Je leichter und billiger das Fotografieren seither auch geworden ist, es gehört zur Paradoxie der Moderne, dass sie kaum fotografischen Aufnahmen hervorbringt, die mit den Meisterwerken aus den Anfangszeiten der Fotografie vergleichbar wären. Auch meine fotorafischen Künste sind nur dilettantische Schnappschüsse, dennoch staune ich, was sich mit einer längst nicht mehr auf neuestem Stand gebauten 120-Gramm-Taschenkamera
"malen" lässt. Es ist mittags um eins, die denkbar ungünstigste Zeit für jede Art von Lichtbildnerei. Die Bilder des Morgens waren reizvoll, die Bilder des Abends werde es vielleicht wieder sein.
Um wieder heimzukommen
Etwa in zwei Stunden werde ich zuhause sein - im Hohelied der Einsamkeit ist das quasi ene "no go area". Ich könnte mich auch mit einem Radlerfreund an der Bretterbude verabreden, wie ich die Selbstbedienungsstampe an der Fähre nach Pillnitz zu nennen pflege. Für den beinharten Mann des Wilden Westens wäre derartige Verweichlichung Inbegriff der Hölle - "Hell is in Hello" singt Marvin, himmlich dagegen sei ein "Good bye forever, it is time for me to go."
Auf den letzten 20 Kilometern meiner Herbstradelei hänge ich nochmals Gedanken zum Thema Freundschaft nach - es gab so manches Zerwürfnis in den letzten Jahren.
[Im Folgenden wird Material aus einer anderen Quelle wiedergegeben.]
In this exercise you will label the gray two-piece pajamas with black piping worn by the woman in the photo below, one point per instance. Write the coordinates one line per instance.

Welchen Anteil habe ich daran? Ist die Frage überhaupt sinnvoll? Muss die Frage nicht eigentlich lauten: Wie halte ich es mit dem besten und vertrautesten Freund, den ich kenne? Mir selbst? Was wäre eine Freundschaft wert, wenn ich ihren Bestand mit Selbstverleugnung bezahlen müsste? In der wahren Freundschaft schenke ich mich meinem Freunde mehr, als dass ich ihn an mich ziehe... Was sich nach Allerweltsweisheit anhört, ist ein Zitat aus der Feder meines Reiseleiters Michel de Montaigne. Wahre Freundschaft?
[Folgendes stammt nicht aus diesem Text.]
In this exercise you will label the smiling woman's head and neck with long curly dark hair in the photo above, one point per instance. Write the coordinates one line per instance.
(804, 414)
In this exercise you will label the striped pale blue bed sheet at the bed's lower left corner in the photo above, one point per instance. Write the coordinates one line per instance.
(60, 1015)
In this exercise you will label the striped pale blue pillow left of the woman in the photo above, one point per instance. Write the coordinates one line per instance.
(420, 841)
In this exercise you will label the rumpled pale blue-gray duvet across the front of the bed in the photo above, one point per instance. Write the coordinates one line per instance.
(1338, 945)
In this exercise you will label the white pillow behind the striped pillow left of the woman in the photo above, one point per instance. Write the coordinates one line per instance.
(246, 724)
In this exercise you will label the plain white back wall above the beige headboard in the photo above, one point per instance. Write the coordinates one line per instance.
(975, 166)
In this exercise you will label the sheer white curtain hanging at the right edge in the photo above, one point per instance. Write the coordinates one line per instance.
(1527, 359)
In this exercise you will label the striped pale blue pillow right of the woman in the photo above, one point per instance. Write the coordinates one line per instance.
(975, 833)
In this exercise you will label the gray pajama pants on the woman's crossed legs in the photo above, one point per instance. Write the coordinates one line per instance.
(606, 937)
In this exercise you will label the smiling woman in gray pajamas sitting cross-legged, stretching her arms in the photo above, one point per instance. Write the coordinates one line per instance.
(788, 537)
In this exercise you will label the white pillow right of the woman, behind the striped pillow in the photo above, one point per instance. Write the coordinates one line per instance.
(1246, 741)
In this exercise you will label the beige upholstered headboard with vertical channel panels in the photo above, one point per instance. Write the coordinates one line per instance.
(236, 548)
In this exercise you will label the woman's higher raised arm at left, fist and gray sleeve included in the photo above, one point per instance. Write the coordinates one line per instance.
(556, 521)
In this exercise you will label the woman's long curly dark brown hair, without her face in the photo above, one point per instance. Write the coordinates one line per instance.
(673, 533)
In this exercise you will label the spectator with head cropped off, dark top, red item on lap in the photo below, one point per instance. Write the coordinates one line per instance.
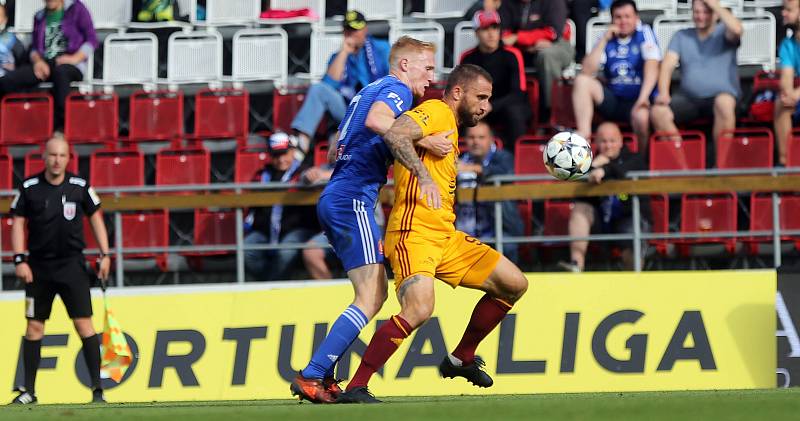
(539, 29)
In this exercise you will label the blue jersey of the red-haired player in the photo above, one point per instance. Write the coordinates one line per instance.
(362, 158)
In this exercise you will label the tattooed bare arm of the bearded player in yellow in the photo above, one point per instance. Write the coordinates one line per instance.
(400, 139)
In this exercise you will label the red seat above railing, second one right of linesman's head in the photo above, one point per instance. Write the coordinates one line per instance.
(183, 166)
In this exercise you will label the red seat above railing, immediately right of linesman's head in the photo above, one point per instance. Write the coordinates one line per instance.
(116, 167)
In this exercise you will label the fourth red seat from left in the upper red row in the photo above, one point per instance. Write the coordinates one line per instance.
(222, 114)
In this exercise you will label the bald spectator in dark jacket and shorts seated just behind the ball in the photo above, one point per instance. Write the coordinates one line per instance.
(609, 214)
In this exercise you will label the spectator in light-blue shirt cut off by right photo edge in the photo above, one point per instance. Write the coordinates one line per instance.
(786, 107)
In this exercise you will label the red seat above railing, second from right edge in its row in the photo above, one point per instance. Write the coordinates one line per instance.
(745, 148)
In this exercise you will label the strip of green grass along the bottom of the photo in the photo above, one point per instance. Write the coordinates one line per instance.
(770, 405)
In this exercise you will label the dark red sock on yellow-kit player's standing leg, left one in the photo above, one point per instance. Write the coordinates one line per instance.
(385, 342)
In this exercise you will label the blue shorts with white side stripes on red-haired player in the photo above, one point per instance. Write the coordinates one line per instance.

Über Sentimentalitäten kann der beinharte Western-Held nur müde lächeln - er setzt noch eins drauf und singt: Home was made for coming from, for dreams of going to, which - with any luck - will never come true... Zuhause ist ein Ort, von dem man aufbricht, wo man loszieht, wo man Träume träumt, die andeuten, wo lang die Reise geht, die aber - mit etwas Glück - niemals wahr werden... Das könnte von Nietzsche stammen. Montaignes Behauptung, die meisten Menschen würden nur reisen, um wieder heimzukommen, wirft die Frage nach dem höheren Sinn des Reisens auf.
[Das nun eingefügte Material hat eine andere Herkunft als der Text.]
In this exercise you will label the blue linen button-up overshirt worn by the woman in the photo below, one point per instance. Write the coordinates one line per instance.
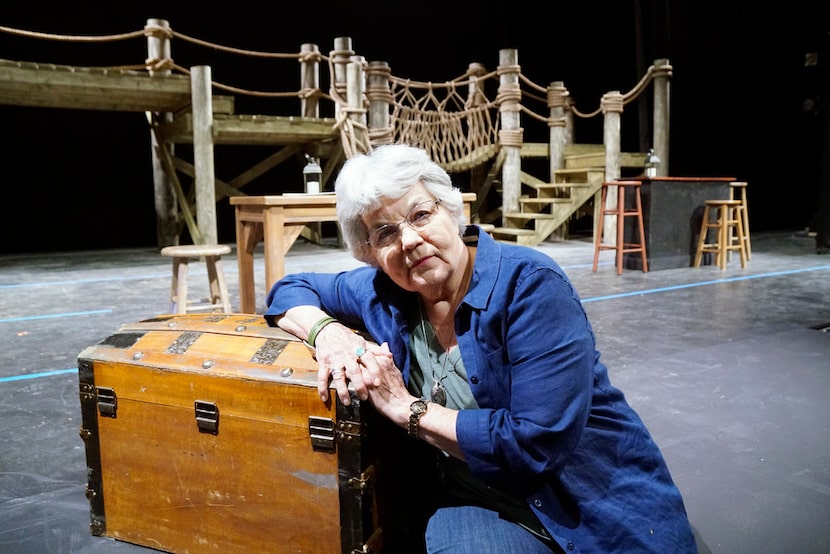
(550, 427)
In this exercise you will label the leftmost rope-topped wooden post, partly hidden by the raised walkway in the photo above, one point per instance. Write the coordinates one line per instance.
(167, 208)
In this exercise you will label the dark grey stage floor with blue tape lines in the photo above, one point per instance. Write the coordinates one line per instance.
(727, 368)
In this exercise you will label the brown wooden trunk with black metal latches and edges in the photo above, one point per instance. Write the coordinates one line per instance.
(205, 433)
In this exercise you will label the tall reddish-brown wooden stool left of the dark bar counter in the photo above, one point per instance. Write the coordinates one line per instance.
(620, 213)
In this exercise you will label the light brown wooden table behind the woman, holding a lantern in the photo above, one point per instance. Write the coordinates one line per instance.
(278, 220)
Wer nicht wartet, bis er Durst hat, schreibt Montaigne an anderer Stelle, der hat keine rechte Freude an einem guten Trunk. Letzter Boxenstopp an der Bretterbude bei der Fähre zu Pillnitz. Wie verabredet treffe ich hier einen meiner Radlerfreunde - es gibt einiges zu erzählen. Doch die Abende sind kühl geworden und der goldenste Herbst ist bei all seinem herrlichen Glanz auch der untrügliche Vorbote des Winters - da zischt das Bier bei uns beiden nicht mehr so hemmungslos die Kehlen hinunter wie noch vor Wochen.
Mit etwas Glück
Den höheren oder tieferen Sinn des Fahrens er-fahre ich beim Fahren - jeder hat da eigene An- oder Einsichten... Was immer der Weisheit letzter Schluss sein mag, ich freue mich auf zuhause. Gleich bin ich wieder im Warmen, bei meinen Ukulelen und Mundharmonikas - in meinen vier Wänden, wo das Bett steht, in dem ich die Träume träume, die - mit etwas Glück - niemals wahr werden.